Ook in de besprekingen van zijn jeugdboekendebuut Rooie en andere verhalen over mijzelf en mijn klas (1991) wordt een verband gelegd tussen het boek en de eigen ervaringen van de schrijver in zijn jeugd en als leraar. Het titelverhaal ‘Rooie’ verscheen eerder in de bundel Doe maar open (1984) van uitgeverij Querido. Deze bundel bevat verhalen en gedichten van bekende kinderboekenschrijvers als Guus Kuijer en Els Pelgrom en van schrijvers die nog niet eerder voor kinderen schreven zoals Abel J. Herzberg, Leo Vroman en Hella S. Haasse.

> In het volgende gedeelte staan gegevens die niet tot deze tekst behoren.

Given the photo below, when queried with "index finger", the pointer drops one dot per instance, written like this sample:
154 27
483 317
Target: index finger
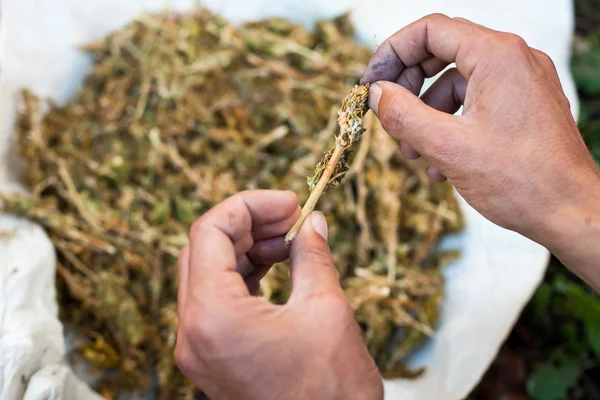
212 265
435 36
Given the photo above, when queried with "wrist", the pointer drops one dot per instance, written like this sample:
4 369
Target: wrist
571 231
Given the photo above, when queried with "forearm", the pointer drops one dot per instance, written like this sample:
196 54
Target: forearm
572 234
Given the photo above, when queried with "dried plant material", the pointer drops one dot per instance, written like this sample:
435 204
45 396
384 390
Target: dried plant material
180 112
331 169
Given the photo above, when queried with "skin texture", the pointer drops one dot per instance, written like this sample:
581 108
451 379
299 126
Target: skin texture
515 155
237 346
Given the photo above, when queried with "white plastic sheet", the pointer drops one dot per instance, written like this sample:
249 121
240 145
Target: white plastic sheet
486 289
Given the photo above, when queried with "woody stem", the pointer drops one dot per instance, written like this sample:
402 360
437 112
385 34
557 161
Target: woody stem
316 193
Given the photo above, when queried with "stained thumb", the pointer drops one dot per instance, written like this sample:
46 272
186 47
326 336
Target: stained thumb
312 268
407 118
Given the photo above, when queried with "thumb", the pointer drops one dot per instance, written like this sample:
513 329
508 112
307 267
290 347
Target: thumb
311 264
407 118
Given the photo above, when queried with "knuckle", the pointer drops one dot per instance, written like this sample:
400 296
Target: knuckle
545 59
183 255
393 116
515 43
198 326
436 17
336 305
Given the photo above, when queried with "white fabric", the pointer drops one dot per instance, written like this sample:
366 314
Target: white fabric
486 289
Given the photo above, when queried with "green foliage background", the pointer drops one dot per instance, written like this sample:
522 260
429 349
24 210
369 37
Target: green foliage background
554 351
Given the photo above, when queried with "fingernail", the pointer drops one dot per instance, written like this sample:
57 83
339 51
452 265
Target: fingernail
374 96
319 224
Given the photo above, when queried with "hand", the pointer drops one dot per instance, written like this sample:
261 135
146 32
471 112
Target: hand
515 154
237 346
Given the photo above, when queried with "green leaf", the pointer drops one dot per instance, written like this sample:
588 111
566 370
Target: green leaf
549 382
541 300
587 307
586 72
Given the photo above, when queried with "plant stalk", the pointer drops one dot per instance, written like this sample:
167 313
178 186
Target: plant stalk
310 204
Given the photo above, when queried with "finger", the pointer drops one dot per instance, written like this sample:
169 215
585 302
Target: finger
412 78
213 258
269 251
437 35
447 94
183 267
433 66
244 266
434 174
410 120
312 268
277 228
408 151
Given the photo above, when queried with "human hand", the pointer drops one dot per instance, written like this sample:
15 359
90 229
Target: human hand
234 345
515 154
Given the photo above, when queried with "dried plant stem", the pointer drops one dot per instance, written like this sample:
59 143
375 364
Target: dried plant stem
310 204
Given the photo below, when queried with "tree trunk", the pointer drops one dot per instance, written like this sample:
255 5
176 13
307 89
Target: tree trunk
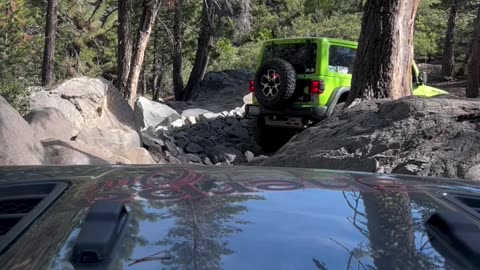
473 83
390 227
202 56
124 54
146 24
178 86
448 60
49 50
383 66
157 68
144 79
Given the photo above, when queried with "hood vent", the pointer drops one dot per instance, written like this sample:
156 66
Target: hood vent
21 204
470 204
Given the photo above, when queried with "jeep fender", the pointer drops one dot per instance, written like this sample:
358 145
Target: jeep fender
334 98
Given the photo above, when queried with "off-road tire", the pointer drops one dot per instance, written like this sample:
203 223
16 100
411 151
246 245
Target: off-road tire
271 139
279 92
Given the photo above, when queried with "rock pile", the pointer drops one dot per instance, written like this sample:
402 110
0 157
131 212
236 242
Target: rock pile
416 136
203 137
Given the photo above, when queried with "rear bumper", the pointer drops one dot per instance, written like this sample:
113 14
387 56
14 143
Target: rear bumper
314 113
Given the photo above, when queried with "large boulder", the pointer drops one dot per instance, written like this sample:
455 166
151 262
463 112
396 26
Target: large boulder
49 122
91 103
119 137
59 152
426 137
18 144
152 114
195 112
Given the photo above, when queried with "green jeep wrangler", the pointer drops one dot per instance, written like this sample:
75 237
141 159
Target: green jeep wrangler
300 81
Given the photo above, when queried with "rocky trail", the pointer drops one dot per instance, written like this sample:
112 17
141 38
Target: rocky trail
86 121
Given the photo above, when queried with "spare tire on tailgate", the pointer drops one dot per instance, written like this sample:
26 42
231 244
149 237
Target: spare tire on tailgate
275 83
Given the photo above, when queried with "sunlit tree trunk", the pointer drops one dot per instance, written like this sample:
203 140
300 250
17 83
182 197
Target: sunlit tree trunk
473 83
146 24
177 51
383 67
124 54
202 56
49 50
448 59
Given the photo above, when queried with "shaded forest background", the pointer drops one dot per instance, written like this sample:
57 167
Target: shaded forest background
87 37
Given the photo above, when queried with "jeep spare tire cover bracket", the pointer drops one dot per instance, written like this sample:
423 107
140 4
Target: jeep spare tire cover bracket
275 83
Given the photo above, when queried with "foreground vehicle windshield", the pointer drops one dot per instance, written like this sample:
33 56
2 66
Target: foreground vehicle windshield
211 218
239 134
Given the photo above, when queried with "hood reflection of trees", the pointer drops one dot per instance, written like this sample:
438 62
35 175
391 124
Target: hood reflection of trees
198 238
389 226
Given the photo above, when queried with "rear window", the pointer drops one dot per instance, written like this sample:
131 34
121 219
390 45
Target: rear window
341 59
302 56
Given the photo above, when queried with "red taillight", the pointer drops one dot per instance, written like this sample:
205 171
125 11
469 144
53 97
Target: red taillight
251 86
317 87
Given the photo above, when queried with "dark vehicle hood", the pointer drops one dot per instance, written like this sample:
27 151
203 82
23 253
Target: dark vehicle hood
240 218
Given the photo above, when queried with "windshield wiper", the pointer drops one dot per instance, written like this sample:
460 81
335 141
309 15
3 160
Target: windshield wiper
456 237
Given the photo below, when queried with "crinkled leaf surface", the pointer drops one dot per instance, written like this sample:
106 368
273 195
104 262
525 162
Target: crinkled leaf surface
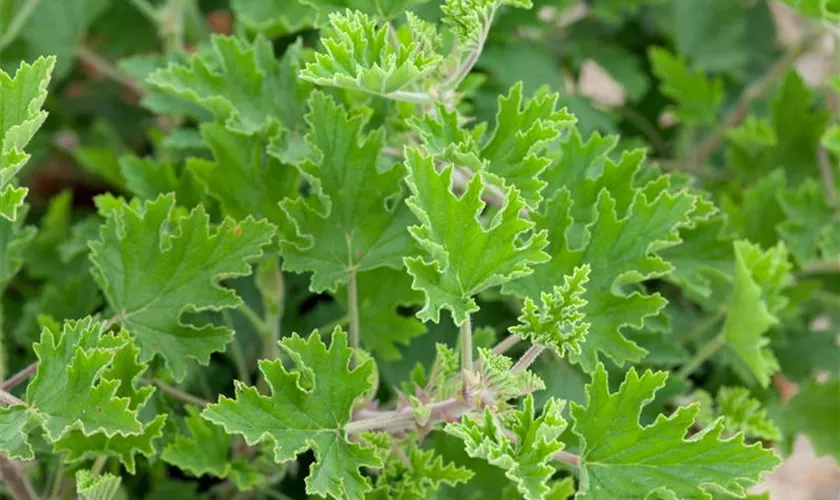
127 368
206 450
21 98
698 97
381 293
620 459
620 251
463 257
73 389
242 84
760 277
354 219
152 268
559 323
524 445
243 178
308 408
384 9
91 486
359 55
815 411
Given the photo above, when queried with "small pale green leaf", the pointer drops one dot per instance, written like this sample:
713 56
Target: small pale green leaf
523 445
359 55
21 98
90 486
559 323
353 220
698 97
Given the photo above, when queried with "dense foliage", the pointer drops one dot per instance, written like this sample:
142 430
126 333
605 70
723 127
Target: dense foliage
406 249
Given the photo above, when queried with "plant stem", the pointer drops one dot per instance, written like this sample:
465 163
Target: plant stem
329 327
179 394
505 345
568 458
353 313
702 355
236 353
103 66
7 399
15 480
18 22
254 318
19 377
466 345
98 464
528 358
753 91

Rooie bestaat uit acht verhalen over een groepje jongens en meisjes en hun klassenleraar op een experimentele school. De verhalen worden verteld door een ik-verteller. Deze ‘ik’ is de veertienjarig Walter Berg, een personage dat ook in Van Toorns proza voor volwassenen met enige regelmaat optreedt. Walter geeft boeiende portretten van zijn klasgenoten Rob, Sjaak en de Italiaanse Paolo. Maar hij vertelt ook over zichzelf, over zijn liefde voor Linda en zijn onzekerheid over wat hij later wil worden. Met zijn schets van het schoolleven geeft Van Toorn een impressie van de jaren zestig, toen op onderwijsgebied nog heel veel mogelijk was en mensen nog echt luisterden naar elkaar. Vanaf de eerste bladzijde overheerst de nostalgie, de herinnering aan een tijd die beter was dan die van de jaren tachtig.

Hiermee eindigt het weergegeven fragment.